Saturday, June 24, 2006

Le Petit Soldat

Upon viewing, it's not hard to see why Le Petit Soldat was banned in France for over three years. What I didn't expect though was that it would resonate in such a way today. Like many Godard films the plot seems relatively simple, but there is a ton going on under the surface. It's an antiwar movie. It's a love story. It espouses on some of Godard's favorite authors. It references Godard's cinematograpgher Raoul Coutard's growing fame.

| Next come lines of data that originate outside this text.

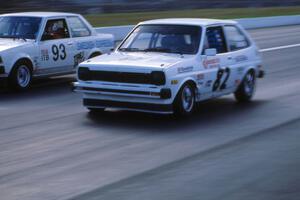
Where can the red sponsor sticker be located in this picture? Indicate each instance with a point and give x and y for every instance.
(212, 63)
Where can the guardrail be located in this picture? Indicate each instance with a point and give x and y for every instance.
(248, 23)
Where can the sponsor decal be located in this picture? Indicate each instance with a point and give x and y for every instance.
(200, 76)
(185, 69)
(240, 70)
(94, 44)
(241, 58)
(44, 55)
(208, 83)
(237, 82)
(211, 63)
(200, 83)
(78, 58)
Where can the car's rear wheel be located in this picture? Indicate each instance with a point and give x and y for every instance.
(184, 103)
(246, 90)
(96, 110)
(21, 76)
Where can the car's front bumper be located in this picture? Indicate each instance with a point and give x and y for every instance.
(145, 99)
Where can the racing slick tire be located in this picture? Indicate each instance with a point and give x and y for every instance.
(21, 76)
(96, 110)
(184, 104)
(246, 90)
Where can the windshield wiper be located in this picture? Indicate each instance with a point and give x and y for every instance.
(14, 37)
(164, 50)
(129, 49)
(158, 50)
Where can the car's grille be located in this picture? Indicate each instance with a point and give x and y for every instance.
(156, 78)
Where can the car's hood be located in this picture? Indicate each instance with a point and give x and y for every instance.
(6, 44)
(132, 59)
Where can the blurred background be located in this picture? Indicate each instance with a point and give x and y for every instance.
(124, 12)
(112, 6)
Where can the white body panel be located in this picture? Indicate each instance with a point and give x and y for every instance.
(39, 52)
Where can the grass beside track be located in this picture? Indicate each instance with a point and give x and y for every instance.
(116, 19)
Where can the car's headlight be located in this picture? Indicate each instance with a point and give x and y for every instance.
(84, 73)
(158, 78)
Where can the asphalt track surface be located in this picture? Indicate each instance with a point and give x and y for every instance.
(52, 148)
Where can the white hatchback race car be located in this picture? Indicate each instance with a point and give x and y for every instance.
(43, 44)
(167, 65)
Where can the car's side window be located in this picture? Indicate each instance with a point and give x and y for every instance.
(78, 27)
(56, 29)
(236, 39)
(215, 39)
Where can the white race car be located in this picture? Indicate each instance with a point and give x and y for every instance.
(39, 44)
(167, 65)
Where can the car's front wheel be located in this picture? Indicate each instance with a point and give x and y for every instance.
(184, 103)
(21, 76)
(246, 90)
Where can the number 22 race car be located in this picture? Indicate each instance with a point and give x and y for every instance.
(43, 44)
(167, 65)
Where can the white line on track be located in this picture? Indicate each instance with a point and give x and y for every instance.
(280, 47)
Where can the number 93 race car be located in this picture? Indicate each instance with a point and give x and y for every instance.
(167, 65)
(43, 44)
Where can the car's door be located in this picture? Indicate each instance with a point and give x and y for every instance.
(217, 71)
(56, 48)
(238, 45)
(84, 41)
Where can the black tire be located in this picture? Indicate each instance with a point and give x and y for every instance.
(184, 104)
(95, 54)
(246, 90)
(96, 110)
(21, 76)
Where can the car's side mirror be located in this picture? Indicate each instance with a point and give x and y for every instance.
(46, 36)
(210, 52)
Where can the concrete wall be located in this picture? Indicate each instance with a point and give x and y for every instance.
(249, 23)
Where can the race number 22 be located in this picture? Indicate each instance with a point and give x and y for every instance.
(221, 85)
(59, 52)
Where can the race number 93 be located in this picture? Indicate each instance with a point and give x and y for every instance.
(59, 52)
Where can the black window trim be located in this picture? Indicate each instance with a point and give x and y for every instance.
(69, 27)
(162, 24)
(240, 31)
(224, 35)
(54, 18)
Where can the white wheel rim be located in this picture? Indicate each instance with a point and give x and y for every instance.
(23, 76)
(187, 98)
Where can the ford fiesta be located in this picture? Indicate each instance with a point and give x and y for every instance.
(167, 65)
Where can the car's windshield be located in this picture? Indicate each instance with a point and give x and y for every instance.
(182, 39)
(19, 27)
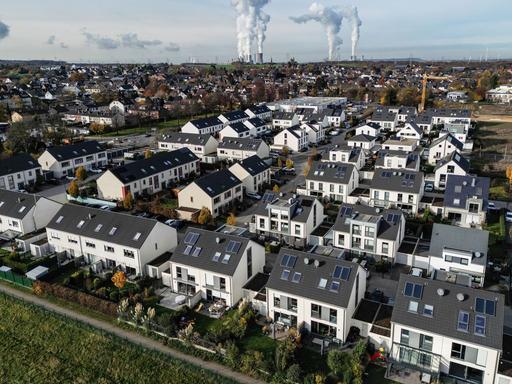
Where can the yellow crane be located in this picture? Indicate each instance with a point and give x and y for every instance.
(425, 80)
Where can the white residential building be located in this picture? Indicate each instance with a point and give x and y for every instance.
(217, 191)
(253, 172)
(19, 172)
(317, 291)
(201, 145)
(365, 230)
(214, 265)
(148, 176)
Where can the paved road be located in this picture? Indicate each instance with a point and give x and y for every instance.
(131, 336)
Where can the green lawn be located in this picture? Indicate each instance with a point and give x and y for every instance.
(38, 346)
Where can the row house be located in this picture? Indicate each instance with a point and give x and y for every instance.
(217, 191)
(288, 218)
(253, 172)
(397, 188)
(365, 230)
(214, 266)
(201, 145)
(333, 181)
(19, 172)
(64, 160)
(316, 291)
(109, 240)
(232, 149)
(148, 176)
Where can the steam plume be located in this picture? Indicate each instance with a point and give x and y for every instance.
(251, 25)
(332, 19)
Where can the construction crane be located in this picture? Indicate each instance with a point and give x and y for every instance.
(425, 80)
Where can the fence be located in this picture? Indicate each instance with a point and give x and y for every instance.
(16, 279)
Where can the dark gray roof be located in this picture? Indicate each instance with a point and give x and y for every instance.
(464, 187)
(259, 109)
(332, 172)
(217, 182)
(12, 203)
(389, 220)
(239, 127)
(17, 163)
(127, 226)
(186, 138)
(210, 244)
(412, 157)
(450, 138)
(159, 162)
(67, 152)
(206, 122)
(362, 138)
(457, 158)
(308, 284)
(399, 180)
(446, 311)
(461, 239)
(234, 115)
(241, 143)
(254, 165)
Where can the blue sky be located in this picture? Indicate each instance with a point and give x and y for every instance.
(205, 30)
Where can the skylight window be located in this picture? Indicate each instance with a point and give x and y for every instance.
(191, 238)
(233, 246)
(413, 306)
(480, 322)
(463, 321)
(335, 286)
(428, 310)
(413, 290)
(342, 273)
(296, 277)
(485, 307)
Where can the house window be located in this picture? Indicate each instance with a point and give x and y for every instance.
(128, 253)
(404, 337)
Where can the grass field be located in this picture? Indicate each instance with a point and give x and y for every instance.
(40, 347)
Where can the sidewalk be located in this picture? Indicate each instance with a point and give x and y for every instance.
(131, 336)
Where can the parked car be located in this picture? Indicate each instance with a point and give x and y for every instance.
(253, 195)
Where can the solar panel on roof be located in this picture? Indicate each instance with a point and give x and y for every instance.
(233, 246)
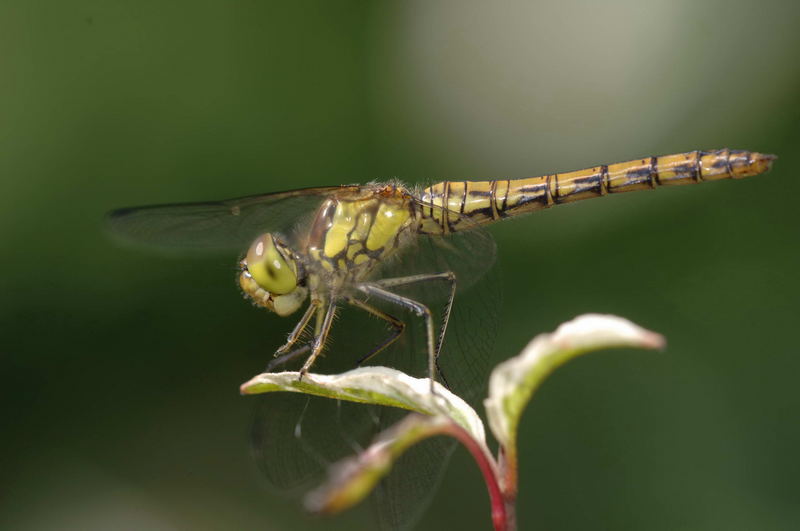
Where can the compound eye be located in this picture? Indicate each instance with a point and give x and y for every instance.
(269, 268)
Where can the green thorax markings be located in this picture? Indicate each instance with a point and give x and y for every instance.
(349, 236)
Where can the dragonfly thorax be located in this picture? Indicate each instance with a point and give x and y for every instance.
(350, 236)
(271, 276)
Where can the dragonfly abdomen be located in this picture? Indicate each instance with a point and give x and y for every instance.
(487, 201)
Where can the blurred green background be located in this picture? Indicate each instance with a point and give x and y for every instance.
(120, 398)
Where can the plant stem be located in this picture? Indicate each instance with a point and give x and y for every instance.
(489, 469)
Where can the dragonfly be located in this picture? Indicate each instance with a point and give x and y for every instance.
(386, 249)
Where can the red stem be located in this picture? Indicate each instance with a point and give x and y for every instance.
(488, 468)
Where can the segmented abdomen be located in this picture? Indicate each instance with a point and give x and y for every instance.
(487, 201)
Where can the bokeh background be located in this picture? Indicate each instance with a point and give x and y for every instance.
(120, 404)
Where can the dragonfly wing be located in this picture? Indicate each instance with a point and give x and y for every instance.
(229, 224)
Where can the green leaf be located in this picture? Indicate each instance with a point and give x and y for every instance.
(352, 479)
(375, 385)
(513, 382)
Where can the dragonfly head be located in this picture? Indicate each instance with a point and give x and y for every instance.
(271, 277)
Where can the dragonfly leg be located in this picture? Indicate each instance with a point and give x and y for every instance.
(323, 327)
(418, 308)
(397, 325)
(283, 359)
(299, 328)
(447, 276)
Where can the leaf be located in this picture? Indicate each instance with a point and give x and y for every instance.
(375, 385)
(513, 382)
(352, 479)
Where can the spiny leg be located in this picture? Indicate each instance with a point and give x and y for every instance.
(398, 325)
(286, 358)
(299, 328)
(323, 327)
(418, 308)
(447, 276)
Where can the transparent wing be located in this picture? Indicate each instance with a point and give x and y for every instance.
(229, 224)
(296, 459)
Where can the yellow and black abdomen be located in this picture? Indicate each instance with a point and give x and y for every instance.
(466, 203)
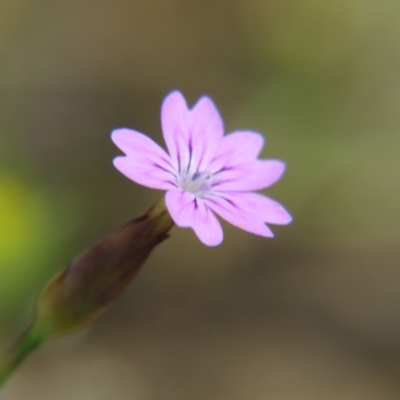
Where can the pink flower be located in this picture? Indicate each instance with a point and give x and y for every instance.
(205, 171)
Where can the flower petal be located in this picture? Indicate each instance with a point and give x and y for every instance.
(237, 216)
(237, 148)
(207, 130)
(146, 162)
(187, 211)
(255, 175)
(260, 206)
(175, 121)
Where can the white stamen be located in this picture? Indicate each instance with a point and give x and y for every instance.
(199, 183)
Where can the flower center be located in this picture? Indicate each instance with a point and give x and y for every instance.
(199, 183)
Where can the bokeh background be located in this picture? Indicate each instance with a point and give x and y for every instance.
(311, 314)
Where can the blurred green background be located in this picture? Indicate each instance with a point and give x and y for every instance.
(311, 314)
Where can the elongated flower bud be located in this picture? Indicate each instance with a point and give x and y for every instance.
(82, 292)
(98, 276)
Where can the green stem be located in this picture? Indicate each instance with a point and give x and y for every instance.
(29, 341)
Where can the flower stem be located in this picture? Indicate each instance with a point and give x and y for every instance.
(29, 341)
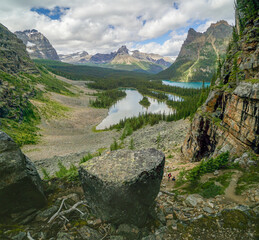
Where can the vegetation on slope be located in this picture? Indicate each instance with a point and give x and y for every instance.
(144, 102)
(18, 116)
(107, 98)
(108, 79)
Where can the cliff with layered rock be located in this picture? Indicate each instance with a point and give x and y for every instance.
(37, 45)
(197, 59)
(229, 119)
(13, 55)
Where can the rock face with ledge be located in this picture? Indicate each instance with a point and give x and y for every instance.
(121, 186)
(20, 184)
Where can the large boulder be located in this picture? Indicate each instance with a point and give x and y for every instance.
(121, 186)
(20, 184)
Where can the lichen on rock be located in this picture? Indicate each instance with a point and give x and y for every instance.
(121, 186)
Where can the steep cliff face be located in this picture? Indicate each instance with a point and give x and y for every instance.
(229, 119)
(13, 55)
(37, 45)
(123, 59)
(198, 55)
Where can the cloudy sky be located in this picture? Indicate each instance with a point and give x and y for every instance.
(158, 26)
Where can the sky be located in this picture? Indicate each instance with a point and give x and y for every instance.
(152, 26)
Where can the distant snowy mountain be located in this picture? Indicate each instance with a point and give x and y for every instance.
(123, 58)
(37, 45)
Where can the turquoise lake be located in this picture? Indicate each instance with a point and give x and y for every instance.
(130, 107)
(186, 84)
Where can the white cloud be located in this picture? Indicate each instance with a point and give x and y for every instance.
(103, 26)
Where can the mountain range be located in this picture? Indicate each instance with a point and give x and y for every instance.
(37, 45)
(199, 53)
(196, 61)
(123, 58)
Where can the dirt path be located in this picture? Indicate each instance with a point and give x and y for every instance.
(70, 138)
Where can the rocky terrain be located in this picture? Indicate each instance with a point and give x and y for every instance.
(117, 195)
(228, 121)
(14, 57)
(37, 45)
(121, 59)
(199, 53)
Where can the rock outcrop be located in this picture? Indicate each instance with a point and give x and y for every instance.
(229, 119)
(123, 59)
(121, 186)
(13, 55)
(20, 185)
(37, 45)
(198, 55)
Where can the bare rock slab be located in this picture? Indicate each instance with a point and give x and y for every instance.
(121, 186)
(20, 184)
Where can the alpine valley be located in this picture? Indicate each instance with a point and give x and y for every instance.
(190, 171)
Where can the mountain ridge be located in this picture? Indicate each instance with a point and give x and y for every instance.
(198, 55)
(123, 59)
(37, 45)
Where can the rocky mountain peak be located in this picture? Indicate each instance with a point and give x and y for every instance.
(37, 45)
(13, 55)
(192, 34)
(221, 22)
(123, 50)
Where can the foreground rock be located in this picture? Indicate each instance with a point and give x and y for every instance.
(121, 186)
(20, 185)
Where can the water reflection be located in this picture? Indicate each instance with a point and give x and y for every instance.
(129, 107)
(186, 84)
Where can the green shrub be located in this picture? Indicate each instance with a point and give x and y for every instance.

But mainly it comes down to this, Bruno is on the side of the French. He is ordered to kill an Arab sympathizer in Geneva. Veronica (played beautifully by Anna Karina) is on the side of the Algerian's. They have ideals. The French had an ideal against the German's, but they don't here she says, and that's why they will lose the war. Of course, Bruno and Veronica meet. And of course Bruno falls in love, or at least a Godard type version of love with Veronica. In one scene they are together in an apartment for about 20 minutes, and it brings to mind the playful scene in Breathless which was the only feature film Godard had made before this.

Neither side is shown to be right or blameless in this story, even with Veronica criticizing the French lack of ideals. Bruno is tortured by the Arabs, and we watch. Soon after we don't watch (thankfully) as Veronica is also tortured. The film isn't propoganda for one side ir the other, instead it shows the awful nature of torture, and the confused nature of some of the combatants. You get the feeling that Bruno and Veronica wanted to believe in something and just happened to pick different sides in a battle where neither side had much inspiring to offer. At least in the context of the film.

I can't imagine what it would have been like to see this after it was banned for three years, and finally see what the fuss was about. But, seeing it today is still an experience. Not because it's Godard's best film, it isn't even close. But because these problems are still with us, in one form or another. Torture definitely is in the news lately. Seeing your nation at war when you are unsure the war is really just, yep, that's happening today, too. While I don't think I will view it repeatedly liek other Godard films, in part due to the heaviness of the subject matter, it is an intriguing and important film to see even forty plus years later.